Dr Tony Sewell: ‘When people are this desperate to silence you, you must be saying something true’

Dr Tony Sewell: “Reasonable people will look at this report and see this isn’t some extreme thing or a denial of racism – but an attempt to use evidence to help people”

Nine minutes on a Minneapolis street last May sparked a long, defiant summer of Black Lives Matter protests across Britain. Following George Floyd’s death, Boris Johnson launched the Commission on Race and Ethnic Disparities, to examine race relations in the UK – chaired by educationalist Dr Tony Sewell.

Now, as Minnesota police stand trial for using restraining methods that it is alleged killed Floyd, the publication of Sewell’s report last Wednesday has triggered fresh anger and racial recrimination on this side of the Atlantic.

The study was compiled by 10 independent commissioners – nine of whom are black or Asian. Sewell himself is the London-born son of Jamaican parents, part of the Windrush generation who came to Britain in the 1950s.
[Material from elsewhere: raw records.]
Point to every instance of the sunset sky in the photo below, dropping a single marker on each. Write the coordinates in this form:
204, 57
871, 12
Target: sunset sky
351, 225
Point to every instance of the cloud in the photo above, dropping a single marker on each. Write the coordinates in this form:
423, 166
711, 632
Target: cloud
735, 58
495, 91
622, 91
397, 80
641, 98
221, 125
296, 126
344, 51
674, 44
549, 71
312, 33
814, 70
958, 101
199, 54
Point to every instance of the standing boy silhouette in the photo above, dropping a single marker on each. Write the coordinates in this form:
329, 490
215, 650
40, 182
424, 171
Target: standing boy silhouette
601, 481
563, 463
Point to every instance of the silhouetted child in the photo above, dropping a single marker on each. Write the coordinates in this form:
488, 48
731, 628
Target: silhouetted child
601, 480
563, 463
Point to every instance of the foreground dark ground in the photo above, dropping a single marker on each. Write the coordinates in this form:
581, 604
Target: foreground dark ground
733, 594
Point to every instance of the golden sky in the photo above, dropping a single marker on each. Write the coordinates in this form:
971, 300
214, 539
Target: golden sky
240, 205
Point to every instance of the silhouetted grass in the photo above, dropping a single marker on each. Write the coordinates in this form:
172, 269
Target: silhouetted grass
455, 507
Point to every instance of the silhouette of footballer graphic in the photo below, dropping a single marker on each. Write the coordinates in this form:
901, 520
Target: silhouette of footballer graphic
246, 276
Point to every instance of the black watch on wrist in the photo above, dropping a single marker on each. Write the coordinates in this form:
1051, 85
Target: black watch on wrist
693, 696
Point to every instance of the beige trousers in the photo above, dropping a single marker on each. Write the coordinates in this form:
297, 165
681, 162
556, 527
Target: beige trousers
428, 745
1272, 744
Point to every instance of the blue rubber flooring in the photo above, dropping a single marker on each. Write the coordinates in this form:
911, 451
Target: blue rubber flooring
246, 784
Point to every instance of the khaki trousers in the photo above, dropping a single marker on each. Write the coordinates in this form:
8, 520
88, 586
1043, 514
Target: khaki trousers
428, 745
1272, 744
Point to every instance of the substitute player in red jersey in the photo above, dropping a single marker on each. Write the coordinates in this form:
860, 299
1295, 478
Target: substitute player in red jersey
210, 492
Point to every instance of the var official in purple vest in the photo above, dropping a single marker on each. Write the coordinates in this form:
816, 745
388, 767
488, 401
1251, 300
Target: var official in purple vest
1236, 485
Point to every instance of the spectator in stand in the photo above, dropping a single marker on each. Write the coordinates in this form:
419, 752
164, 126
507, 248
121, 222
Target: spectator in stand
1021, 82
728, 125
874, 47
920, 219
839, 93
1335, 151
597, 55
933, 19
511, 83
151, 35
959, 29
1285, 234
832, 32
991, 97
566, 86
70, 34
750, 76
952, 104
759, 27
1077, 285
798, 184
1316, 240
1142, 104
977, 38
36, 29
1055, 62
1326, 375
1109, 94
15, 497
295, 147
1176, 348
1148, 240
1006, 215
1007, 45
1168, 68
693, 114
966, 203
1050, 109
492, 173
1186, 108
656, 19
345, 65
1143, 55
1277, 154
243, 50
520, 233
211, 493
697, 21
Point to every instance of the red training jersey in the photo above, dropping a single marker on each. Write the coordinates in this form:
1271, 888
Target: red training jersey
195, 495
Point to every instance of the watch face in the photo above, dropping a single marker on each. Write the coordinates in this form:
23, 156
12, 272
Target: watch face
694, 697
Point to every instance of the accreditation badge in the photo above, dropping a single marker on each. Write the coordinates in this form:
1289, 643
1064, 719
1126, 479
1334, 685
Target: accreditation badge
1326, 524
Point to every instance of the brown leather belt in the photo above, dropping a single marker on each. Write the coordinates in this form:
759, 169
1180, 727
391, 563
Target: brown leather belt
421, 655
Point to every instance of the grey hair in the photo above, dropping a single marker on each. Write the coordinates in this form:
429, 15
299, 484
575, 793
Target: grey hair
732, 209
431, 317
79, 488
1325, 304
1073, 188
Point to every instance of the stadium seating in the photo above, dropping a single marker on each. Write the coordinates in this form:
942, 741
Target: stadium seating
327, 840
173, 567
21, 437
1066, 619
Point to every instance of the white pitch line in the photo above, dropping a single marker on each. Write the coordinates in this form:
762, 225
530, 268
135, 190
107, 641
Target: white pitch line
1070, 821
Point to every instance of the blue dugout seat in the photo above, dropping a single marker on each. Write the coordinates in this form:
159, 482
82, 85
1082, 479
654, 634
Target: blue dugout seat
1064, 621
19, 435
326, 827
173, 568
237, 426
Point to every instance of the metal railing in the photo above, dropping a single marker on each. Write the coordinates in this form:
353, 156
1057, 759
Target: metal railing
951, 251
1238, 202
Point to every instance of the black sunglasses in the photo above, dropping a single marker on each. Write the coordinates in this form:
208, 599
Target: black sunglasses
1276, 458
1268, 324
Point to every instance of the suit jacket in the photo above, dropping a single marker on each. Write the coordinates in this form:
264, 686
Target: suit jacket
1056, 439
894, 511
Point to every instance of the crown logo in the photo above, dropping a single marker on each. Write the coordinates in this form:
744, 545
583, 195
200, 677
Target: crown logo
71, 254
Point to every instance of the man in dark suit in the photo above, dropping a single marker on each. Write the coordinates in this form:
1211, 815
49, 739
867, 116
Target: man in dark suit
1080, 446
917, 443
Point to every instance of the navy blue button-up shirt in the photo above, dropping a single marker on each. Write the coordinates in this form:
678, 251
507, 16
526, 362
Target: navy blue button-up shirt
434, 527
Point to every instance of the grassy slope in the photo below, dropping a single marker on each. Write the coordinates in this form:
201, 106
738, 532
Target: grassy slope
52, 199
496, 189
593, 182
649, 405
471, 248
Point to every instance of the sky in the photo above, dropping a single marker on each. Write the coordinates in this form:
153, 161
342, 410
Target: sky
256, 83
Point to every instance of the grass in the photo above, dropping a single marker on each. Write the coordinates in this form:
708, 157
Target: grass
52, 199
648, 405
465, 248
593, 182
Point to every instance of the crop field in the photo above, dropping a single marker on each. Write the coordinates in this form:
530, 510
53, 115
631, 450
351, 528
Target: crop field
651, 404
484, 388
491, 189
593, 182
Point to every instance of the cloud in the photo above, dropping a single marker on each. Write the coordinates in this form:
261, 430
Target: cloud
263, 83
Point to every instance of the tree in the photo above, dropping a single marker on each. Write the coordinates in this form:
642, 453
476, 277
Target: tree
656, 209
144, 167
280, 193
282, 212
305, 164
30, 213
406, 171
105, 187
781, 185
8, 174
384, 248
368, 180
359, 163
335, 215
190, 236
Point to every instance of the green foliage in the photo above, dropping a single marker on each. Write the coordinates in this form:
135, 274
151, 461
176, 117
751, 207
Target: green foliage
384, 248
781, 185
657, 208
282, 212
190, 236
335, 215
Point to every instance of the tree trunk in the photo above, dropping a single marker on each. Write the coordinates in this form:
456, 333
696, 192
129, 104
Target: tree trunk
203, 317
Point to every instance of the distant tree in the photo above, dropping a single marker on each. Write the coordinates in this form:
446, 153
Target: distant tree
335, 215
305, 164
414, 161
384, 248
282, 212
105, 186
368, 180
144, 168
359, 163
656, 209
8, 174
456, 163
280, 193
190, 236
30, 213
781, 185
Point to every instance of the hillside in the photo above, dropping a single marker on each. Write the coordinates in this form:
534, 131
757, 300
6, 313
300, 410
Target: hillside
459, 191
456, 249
Yet this exhaustive 258-page data-driven report finds that, when it comes to the life chances of the 13 per cent of the UK population from ethnic minorities, “impediments and disparities do exist, but are varied and ironically very few of them are directly to do with racism”. The commissioners “no longer see a Britain where the system is deliberately rigged against ethnic minorities,” the report concludes. “Britain should be seen as a model for other white-majority countries”.

Over recent months, there have been public clashes over traditional hymns, the Union Jack and colonial-era statues. Some commentators say post-Brexit Britain has sunk into a “culture war”.

But even within this context, the venality of the response to Sewell’s Government-commissioned study – which acknowledges that “outright racism still exists in the UK” but highlights “a reluctance to acknowledge Britain has become open and fairer” – has been astonishing.